The interactive agent may be programmed to respond appropriately
and control dialog content and/or a dialog sequence with a user of
a speech recognition system in response to the emotion state. For
example, callers who are confused or express doubt may be routed to
another dialog module, or to a live operator.
[0033] In some preferred embodiments an emotion state can be used
to control visual feedback presented to a user of the real-time
speech recognition system. Alternatively, in an application where
display space is limited or non-existent, an emotion state can be
used to control non-verbal audio feedback; for example, selection
from potential "earcons" or hold music may be made in response to a
detected emotion state.
[0034] In other preferred embodiments an amount of prosodic data to
be transferred to the server device is determined on a case by case
basis in accordance with one or more of the following parameters:
a) computational capabilities of the respective devices; b)
communications capability of a network coupling the respective
devices; c) loading of the server device; d) a performance
requirement of a speech recognition task associated with a user
query. The both prosodic data and acoustic feature data may or may
not be packaged within a common data stream as received at the
server device, depending on the nature of the data, the content of
the data streams, available bandwidth, prioritizations required,
etc. Different payloads may be used for transporting prosodic data
and acoustic feature data for speech recognition within their
respective packets.
[0035] It will be understood from the Detailed Description that the
inventions can be implemented in a multitude of different
embodiments. Furthermore, it will be readily appreciated by skilled
artisans that such different embodiments will likely include only
one or more of the aforementioned objects of the present
inventions. Thus, the absence of one or more of such
characteristics in any particular embodiment should not be
construed as limiting the scope of the present inventions.
Furthermore, while the inventions are presented in the context of
certain exemplary embodiments, it will be apparent to those skilled
in the art that the present teachings could be used in any
application where it would be desirable and useful to implement
fast, accurate speech recognition, and/or to provide a human-like
dialog capability to an intelligent system.
BRIEF DESCRIPTION OF THE DRAWINGS
[0036] FIG. 1 is a block diagram of a preferred embodiment of an
emotion analyzer distributed across a client/server computing
architecture, and can be used as an interactive learning system, an
e-commerce system, an e-support system, and the like;
[0037] FIG. 2 illustrates a preferred embodiment of an emotion
modeler and classifier of the present invention;
[0038] FIG. 3 is a block diagram of a prior art natural language
query system (NLQS);
[0039] FIG. 4 is a diagram illustrating an activation - evaluation
relationship implemented in preferred embodiments of the present
invention.
DETAILED DESCRIPTION OF THE INVENTION
[0040] Brief Overview of Natural Language Query Systems As alluded
to above, the present inventions are intended to be integrated as
part of a Natural Language Query System (NLQS) such as that shown
in FIG. 3 which is configured to interact on a real-time basis to
give a human-like dialog capability/experience for e-commerce,
e-support, and e-learning applications.

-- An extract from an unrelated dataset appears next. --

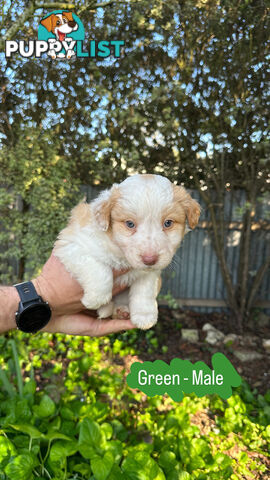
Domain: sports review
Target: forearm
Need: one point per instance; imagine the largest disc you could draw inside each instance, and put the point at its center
(9, 300)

As seen in FIG. 3 the
processing for NLQS 100 is generally distributed across a client
side system 150, a data link 160, and a server-side system 180.
These components are well known in the art, and in a preferred
embodiment include a personal computer system 150, an INTERNET
connection 160A, 160B, and a larger scale computing system 180. It
will be understood by those skilled in the art that these are
merely exemplary components, and that the present invention is by
no means limited to any particular implementation or combination of
such systems. For example, client-side system 150 could also be
implemented as a computer peripheral, a PDA, as part of a
cell-phone, as part of an INTERNET-adapted appliance, an INTERNET
linked kiosk, etc. Similarly, while an INTERNET connection is
depicted for data link 160A, it is apparent that any channel that
is suitable for carrying data between client system 150 and server
system 180 will suffice, including a wireless link, an RF link, an
IR link, a LAN, and the like. Finally, it will be further
appreciated that server system 180 may be a single, large-scale
system, or a collection of smaller systems interlinked to support a
number of potential network users.
[0041] Initially speech input is provided in the form of a question
or query articulated by the speaker at the client's machine or
personal accessory as a speech utterance. This speech utterance is
captured and partially processed by NLQS client-side software 155
resident in the client's machine. To facilitate and enhance the
human-like aspects of the interaction, the question is presented in
the presence of an animated character 157 visible to the user who
assists the user as a personal information retriever/agent. The
agent can also interact with the user using both visible text
output on a monitor/display (not shown) and/or in audible form
using a text to speech engine 159. The output of the partial
processing done by SRE 155 is a set of speech vectors that are
transmitted over communication channel 160 that links the user's
machine or personal accessory to a server or servers via the
INTERNET or a wireless gateway that is linked to the INTERNET as
explained above.
[0042] At server 180, the partially processed speech signal data is
handled by a server-side SRE 182, which then outputs recognized
speech text corresponding to the user's question. Based on this
user question related text, a text-to-query converter 184
formulates a suitable query that is used as input to a database
processor 186. Based on the query, database processor 186 then
locates and retrieves an appropriate answer using a customized SQL
query from database 188. A Natural Language Engine 190 facilitates
structuring the query to database 188. After a matching answer to
the user's question is found, the former is transmitted in text
form across data link 160B, where it is converted into speech by
text to speech engine 159, and thus expressed as oral feedback by
animated character agent 157.
[0043] Because the speech processing is broken up in this fashion,
it is possible to achieve real-time, interactive, human-like dialog
consisting of a large, controllable set of questions/answers. The
assistance of the animated agent 157 further enhances the
experience, making it mote natural and comfortable for even novice
users. To make the speech recognition process more reliable,
context-specific grammars and dictionaries are used, as well as
natural language processing routines at NLE 190, to analyze user
questions lexically. By optimizing the interaction and relationship
of the SR engines 155 and 182, the NLP routines 190, and the
dictionaries and grammars, an extremely fast and accurate match can
be made, so that a unique and responsive answer can be provided to
the user. For further details on the operation of FIG. 3, please
see U.S. Pat. No. 6,615,172.
Overview of System for Real Time Emotion Detection
[0044] The present invention features and incorporates cooperation
between the following components: [0045] 1. a data acquisition
component which utilizes speech utterances from test subjects.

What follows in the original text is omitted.